The mechanisms by which prenatal nutritional stress could produce increased risk of schizophrenia have been discussed in detail elsewhere.5,18,19
Although prenatal nutritional deficiency is the most likely explanation, preconceptual effects on sperm cannot be ruled out. Psychogenic effects of experiencing famine, only indirectly related to nutritional stress, are also possible. Alternatively it is possible that those with schizophrenia risk alleles have an advantage in times of famine so that more individuals at risk conceive, implant, come to term, and survive postnatally. Nutritional deficiency, especially of micronutrients involved in the folate pathway, may either directly affect growth of the developing fetal brain or indirectly affect it by interfering with DNA stability and/or epigenetic regulation of genes critical for brain development.20,21
The folate pathway has a key role in DNA synthesis, methylation, and repair. Nutritional stress can also alter molecular regulatory mechanisms and release previously accumulated but unexpressed variation.22,23
Both heat shock proteins 70 and 90 are elevated in vertebrates in response to starvation during early development.24
Prenatal nutritional stress could therefore shift the threshold for phenotypic expressivity of a trait such as schizophrenia. These potential psychological, physiologic, and molecular responses to prenatal nutritional stress are of course not mutually exclusive.
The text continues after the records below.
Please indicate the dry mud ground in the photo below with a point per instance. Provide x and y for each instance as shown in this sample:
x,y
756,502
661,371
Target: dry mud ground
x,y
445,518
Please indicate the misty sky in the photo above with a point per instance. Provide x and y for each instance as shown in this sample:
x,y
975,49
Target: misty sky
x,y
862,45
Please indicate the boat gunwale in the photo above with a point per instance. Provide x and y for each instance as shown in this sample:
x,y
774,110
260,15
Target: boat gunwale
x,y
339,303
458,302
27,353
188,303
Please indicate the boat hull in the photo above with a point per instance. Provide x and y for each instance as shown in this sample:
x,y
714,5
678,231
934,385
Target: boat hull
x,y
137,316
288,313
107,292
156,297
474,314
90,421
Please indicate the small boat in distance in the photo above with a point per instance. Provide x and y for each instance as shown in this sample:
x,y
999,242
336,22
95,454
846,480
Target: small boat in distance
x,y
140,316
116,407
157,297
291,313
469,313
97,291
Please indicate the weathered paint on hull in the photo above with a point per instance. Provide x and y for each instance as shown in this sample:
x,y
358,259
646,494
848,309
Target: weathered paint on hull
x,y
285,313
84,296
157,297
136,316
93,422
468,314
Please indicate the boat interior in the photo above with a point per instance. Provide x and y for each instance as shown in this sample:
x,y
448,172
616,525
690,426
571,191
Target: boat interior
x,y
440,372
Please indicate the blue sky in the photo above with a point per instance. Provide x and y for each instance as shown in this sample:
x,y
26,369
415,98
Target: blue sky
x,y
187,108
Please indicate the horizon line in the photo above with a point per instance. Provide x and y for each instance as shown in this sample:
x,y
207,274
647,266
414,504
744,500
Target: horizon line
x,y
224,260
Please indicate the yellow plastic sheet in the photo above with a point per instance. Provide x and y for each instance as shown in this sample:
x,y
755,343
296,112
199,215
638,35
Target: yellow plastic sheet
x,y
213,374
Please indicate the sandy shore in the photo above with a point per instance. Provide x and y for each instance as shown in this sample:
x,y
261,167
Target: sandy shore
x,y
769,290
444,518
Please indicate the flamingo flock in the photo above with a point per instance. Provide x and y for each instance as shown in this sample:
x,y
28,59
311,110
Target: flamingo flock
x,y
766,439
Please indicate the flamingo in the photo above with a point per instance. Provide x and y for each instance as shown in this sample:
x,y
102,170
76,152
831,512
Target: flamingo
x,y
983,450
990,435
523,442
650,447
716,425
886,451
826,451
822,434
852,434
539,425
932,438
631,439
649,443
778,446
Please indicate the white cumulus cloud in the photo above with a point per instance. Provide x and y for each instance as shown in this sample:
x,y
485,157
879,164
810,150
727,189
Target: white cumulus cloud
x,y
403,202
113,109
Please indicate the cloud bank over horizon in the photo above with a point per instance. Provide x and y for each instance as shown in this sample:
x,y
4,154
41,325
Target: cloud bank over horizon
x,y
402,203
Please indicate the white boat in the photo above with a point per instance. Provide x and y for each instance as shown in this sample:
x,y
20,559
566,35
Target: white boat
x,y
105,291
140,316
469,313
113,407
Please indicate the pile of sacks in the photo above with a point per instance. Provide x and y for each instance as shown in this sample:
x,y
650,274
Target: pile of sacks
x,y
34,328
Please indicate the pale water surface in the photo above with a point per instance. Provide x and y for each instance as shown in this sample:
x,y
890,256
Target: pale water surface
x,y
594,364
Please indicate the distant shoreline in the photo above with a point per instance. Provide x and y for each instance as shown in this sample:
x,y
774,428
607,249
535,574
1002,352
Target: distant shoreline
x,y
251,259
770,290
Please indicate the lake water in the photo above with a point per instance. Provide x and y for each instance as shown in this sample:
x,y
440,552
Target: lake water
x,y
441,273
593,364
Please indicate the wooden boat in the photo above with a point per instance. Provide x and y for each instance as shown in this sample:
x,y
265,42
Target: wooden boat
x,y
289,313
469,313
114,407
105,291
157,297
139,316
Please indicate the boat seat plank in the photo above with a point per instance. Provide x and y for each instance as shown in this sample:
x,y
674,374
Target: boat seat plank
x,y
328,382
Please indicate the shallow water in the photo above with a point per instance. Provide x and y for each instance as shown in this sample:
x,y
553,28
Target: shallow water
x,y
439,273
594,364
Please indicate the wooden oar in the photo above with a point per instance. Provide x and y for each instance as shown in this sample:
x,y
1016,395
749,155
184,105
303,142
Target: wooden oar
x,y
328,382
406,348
All 3 studies have associated strengths and weaknesses; the Chinese studies are particularly vulnerable to the reliability of statistics collected half a century ago in a large, poor country in a time of chaos. However, the clinical epidemiological findings from all 3 famine studies show a remarkable consistency that makes a compelling case that our observations are in essence correct.
What remain unknown are the mechanisms. Famines are rare even in developing countries. However, micronutrient deficiencies are common. Large strides have been made in reducing fetal iodine deficiency−related disorders and neural tube defects by iodine and folate supplementation. It is possible that a similar strategy could also impact on rates of schizophrenia.